Figure 5. Phenotypic identification and analysis of XY^DMY− mutants.

(A) Phenotypic diagnostics of the secondary sexual characters in XY^DMY− mutants. White dashed area shows the anal fin of medaka. *shows the dosal fin of medaka. (B) The gonad of WT and TA mutants. The red dashed area shows the gonad tissue of medaka. (C) Fluorescence in situ hybridization of the karyotypes of metaphases cell from WT male, WT female and XY mutant female. The pink signal is the male specific hybridization signal. (D) The comparative analyses of gonadosomatic index (GSI) among WT-F, WT-M and XY mutant female (TA-F). *P < 0.5; **P < 0.001. (E) The comparative analyses of oocytes maturation between WT-F and TA-F. (F) Histological analyses of gonad tissue. CN, chromatin nucleolar oocytes; PO, perinucleolar oocytes; CA, cortical alveolar oocytes; EVO, early vitellogenic oocytes; VO, vitellogenic oocytes; LVO, late vitellogenic oocytes; MO, mature oocytes.
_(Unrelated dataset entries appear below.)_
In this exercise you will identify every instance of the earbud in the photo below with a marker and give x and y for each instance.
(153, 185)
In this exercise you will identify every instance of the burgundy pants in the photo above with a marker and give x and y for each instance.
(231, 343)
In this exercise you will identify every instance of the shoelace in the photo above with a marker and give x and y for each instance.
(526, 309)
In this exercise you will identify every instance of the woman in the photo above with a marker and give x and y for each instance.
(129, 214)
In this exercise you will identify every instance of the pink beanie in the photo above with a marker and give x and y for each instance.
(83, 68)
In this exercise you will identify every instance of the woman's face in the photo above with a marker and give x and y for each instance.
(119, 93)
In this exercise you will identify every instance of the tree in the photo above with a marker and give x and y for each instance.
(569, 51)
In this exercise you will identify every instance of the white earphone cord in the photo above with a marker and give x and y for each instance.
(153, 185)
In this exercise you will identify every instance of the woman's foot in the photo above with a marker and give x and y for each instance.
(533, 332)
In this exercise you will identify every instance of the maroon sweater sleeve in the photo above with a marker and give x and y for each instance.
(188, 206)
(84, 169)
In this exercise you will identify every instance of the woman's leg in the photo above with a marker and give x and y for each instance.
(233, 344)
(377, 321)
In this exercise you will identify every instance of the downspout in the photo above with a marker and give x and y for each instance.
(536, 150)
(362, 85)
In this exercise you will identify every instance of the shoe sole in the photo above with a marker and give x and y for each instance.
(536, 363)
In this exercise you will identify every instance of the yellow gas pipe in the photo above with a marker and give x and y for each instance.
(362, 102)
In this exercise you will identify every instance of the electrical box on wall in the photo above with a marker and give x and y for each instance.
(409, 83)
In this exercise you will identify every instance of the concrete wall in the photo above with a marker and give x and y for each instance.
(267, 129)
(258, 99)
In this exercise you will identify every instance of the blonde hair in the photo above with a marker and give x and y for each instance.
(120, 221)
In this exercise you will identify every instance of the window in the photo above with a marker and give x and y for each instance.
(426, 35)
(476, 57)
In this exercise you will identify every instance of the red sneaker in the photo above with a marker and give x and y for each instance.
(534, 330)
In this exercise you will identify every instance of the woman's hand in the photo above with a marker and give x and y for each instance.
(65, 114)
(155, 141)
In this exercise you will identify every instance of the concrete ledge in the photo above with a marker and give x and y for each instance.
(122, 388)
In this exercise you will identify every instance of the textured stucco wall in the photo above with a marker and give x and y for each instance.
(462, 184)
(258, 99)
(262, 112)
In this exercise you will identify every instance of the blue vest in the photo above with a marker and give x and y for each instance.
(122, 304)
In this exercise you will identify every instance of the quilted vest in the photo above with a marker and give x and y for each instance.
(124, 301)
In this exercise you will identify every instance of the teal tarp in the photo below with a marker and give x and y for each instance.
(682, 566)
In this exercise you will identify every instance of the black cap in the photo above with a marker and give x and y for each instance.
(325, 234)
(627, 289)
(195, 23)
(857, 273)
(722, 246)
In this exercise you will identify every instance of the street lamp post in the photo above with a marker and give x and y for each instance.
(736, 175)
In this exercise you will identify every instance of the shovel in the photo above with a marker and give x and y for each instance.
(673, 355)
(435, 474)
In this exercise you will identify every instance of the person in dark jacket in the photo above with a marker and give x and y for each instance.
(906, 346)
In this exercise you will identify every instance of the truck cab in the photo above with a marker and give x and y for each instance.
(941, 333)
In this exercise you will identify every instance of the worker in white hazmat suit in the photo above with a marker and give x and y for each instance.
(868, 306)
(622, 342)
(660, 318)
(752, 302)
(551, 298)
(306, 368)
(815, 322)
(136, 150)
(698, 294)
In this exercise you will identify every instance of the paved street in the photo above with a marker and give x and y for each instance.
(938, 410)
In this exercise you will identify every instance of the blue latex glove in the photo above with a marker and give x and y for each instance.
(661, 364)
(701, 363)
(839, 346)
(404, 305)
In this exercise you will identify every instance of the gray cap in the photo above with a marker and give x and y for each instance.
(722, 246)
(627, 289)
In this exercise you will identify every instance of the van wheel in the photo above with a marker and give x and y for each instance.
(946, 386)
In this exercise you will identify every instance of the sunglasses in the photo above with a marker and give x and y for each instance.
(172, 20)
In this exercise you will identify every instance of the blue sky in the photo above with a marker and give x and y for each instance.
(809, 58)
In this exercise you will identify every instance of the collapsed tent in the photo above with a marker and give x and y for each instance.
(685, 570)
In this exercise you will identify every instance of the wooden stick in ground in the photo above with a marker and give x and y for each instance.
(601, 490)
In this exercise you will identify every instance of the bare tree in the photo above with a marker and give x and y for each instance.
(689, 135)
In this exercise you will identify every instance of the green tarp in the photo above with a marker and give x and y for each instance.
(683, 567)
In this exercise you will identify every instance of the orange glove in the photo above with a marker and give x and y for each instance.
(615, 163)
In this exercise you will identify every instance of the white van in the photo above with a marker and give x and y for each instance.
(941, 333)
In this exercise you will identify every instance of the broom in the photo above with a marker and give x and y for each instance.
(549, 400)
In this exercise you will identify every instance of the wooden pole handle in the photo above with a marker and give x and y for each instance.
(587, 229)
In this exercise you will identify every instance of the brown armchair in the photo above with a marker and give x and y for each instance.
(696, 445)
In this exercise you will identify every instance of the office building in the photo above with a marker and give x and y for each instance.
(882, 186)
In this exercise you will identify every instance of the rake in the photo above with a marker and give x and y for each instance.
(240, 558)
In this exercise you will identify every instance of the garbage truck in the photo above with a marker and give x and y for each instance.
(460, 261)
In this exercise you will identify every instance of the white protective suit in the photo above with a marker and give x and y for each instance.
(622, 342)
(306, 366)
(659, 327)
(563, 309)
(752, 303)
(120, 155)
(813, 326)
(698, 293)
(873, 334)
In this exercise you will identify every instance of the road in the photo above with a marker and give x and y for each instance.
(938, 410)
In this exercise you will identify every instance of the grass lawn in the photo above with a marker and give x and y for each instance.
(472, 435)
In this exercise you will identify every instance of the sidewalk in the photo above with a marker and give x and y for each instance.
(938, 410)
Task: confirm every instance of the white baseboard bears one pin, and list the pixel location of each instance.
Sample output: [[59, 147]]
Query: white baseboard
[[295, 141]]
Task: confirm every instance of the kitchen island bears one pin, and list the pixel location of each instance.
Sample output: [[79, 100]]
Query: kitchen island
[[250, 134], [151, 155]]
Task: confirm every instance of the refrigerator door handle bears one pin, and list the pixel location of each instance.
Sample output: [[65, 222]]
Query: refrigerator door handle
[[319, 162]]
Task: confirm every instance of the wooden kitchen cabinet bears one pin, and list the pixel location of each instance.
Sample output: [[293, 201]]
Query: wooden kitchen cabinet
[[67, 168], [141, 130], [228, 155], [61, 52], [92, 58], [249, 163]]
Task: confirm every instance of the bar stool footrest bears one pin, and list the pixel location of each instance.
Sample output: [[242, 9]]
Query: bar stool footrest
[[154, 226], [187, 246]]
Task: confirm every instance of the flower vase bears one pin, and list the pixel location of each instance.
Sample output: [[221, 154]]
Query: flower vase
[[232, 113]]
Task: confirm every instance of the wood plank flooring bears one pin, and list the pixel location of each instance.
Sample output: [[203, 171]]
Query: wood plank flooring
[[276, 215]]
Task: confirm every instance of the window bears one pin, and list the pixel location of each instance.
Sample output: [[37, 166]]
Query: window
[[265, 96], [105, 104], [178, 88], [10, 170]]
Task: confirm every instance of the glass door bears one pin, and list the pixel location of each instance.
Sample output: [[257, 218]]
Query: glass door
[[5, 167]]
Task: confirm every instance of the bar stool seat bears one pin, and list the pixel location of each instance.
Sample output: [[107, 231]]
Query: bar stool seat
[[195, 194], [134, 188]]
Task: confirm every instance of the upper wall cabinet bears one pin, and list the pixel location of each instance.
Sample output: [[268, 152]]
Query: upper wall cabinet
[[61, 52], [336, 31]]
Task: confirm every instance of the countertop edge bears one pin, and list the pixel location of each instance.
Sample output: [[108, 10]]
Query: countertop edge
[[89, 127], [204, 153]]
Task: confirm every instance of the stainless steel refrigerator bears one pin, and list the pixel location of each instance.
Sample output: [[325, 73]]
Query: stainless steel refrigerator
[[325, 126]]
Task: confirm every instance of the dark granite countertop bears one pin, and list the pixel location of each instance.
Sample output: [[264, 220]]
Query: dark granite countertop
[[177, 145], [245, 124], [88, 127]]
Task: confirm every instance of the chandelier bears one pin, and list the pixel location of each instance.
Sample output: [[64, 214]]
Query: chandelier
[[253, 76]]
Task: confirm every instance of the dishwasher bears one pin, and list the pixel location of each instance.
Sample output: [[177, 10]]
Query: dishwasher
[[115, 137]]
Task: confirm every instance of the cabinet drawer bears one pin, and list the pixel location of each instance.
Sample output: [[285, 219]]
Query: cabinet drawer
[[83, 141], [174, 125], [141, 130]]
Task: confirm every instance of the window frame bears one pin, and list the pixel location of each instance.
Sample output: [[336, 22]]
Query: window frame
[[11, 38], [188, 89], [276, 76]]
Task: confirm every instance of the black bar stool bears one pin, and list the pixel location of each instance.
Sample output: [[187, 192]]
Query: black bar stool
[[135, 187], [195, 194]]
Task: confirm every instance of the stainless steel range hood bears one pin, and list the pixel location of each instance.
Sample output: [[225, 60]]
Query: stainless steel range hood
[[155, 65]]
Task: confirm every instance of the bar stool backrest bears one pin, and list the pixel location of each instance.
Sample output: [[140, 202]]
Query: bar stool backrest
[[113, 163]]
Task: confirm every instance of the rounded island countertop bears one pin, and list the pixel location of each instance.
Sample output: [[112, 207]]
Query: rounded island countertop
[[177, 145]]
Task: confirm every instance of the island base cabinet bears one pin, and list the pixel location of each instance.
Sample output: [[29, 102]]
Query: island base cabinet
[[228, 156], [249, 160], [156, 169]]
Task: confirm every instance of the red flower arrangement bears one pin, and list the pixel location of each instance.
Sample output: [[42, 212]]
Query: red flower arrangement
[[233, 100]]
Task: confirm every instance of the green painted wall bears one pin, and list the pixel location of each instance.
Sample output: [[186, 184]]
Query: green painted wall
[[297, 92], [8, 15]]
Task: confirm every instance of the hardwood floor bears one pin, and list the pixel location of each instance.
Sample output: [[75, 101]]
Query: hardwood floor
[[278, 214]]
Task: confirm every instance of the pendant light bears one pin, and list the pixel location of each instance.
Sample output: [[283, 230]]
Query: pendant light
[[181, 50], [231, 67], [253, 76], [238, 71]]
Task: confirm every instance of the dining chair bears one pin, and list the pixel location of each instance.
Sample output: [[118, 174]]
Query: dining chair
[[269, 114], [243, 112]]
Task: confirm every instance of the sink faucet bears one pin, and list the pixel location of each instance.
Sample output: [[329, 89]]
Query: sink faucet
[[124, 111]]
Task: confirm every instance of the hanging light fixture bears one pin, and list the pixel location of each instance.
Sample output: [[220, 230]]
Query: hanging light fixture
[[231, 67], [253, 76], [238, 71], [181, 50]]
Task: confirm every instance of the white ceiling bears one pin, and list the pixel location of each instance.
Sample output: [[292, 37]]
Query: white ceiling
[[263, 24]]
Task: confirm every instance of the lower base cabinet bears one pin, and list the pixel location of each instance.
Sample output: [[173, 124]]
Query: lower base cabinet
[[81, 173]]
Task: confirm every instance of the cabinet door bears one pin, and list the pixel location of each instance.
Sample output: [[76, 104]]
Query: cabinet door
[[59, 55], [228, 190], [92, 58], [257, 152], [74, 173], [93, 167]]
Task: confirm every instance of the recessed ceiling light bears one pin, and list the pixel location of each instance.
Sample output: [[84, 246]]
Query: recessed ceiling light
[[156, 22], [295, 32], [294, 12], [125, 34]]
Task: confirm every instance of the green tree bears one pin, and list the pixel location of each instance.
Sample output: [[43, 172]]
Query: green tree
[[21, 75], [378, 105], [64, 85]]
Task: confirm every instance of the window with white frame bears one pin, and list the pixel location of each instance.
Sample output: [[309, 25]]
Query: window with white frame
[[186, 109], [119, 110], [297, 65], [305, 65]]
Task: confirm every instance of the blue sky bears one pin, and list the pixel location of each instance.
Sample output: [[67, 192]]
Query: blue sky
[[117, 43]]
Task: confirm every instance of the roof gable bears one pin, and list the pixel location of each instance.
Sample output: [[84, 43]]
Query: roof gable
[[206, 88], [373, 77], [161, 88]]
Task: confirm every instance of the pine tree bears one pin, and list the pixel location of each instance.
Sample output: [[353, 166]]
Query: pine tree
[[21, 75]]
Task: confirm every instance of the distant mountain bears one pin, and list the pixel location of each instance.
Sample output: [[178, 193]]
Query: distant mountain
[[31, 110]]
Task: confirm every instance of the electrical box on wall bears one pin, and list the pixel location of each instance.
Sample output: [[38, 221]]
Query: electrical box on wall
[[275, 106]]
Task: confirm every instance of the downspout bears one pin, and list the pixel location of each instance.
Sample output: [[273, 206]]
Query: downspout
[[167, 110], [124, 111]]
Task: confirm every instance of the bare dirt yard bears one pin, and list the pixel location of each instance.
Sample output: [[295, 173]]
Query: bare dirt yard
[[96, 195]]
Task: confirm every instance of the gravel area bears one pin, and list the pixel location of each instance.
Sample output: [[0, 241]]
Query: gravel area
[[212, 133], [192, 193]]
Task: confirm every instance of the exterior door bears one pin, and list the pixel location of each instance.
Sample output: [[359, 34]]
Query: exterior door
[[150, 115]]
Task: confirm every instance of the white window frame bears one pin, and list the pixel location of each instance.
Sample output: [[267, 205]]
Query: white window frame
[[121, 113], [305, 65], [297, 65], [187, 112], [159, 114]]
Figure 6. Bioinformatic analyses of RNA-seq data.

(A) The number of novel transcripts in the RNA-seq data the WT female (WT_F_OV), the wild-type male (WT_M_Te) and XY^DMY− female medaka (TA_F_OV). (B) The differentially expressed transcripts between TA_F_OV and WT_F_OV/WT_M_Te. (C) Correlation of gene expression between WT_M_Te and TA_F_Ov. The up- and downregulated genes are shown in red and green, respectively. Non-differentially expressed genes are shown in blue. (D) Correlation of gene expression between WT_F_Ov and TA_F_Ov. The up- and downregulated genes are shown in red and green, respectively. Non-differentially expressed genes are shown in blue. (E) The cluster of testis-specific expressing transcripts. Cluster analyses of differentially expressed genes among WT_F_Ov, WT_M_Te and TA_F_Ov. The high- and low-expressed genes are shown form yellow to blue, corresponded to the expression level from negative 2 fold to positive 2 fold. (F) The differentially expressed transcripts among TA_F_Ov, WT_F_Ov and WT_M_Te. The up- and downregulated genes in WT_M_Te were shown in Fuchsia and yellow, respectively. The up- and downregulated genes in WT_F_Ov are shown in green and purple, respectively. TA_F_Ov ≫ WT_F_Ov means the genes were upregulated in TA_F_Ov. TA_F_Ov ≪ WT_F_Ov means the genes were downregulated in TA_F_Ov. TA_F_Ov ≫ WT_M_Te means genes were upregulated in TA_F_Ov. TA_F_Ov ≪ WT_M_Te means the genes were downregulated in TA_F_Ov. (G) SRY binding sites. (H) The SRY binding sites analyses of differentially expressed genes among TA_F_Ov, WT_F_Ov and WT_M_Te.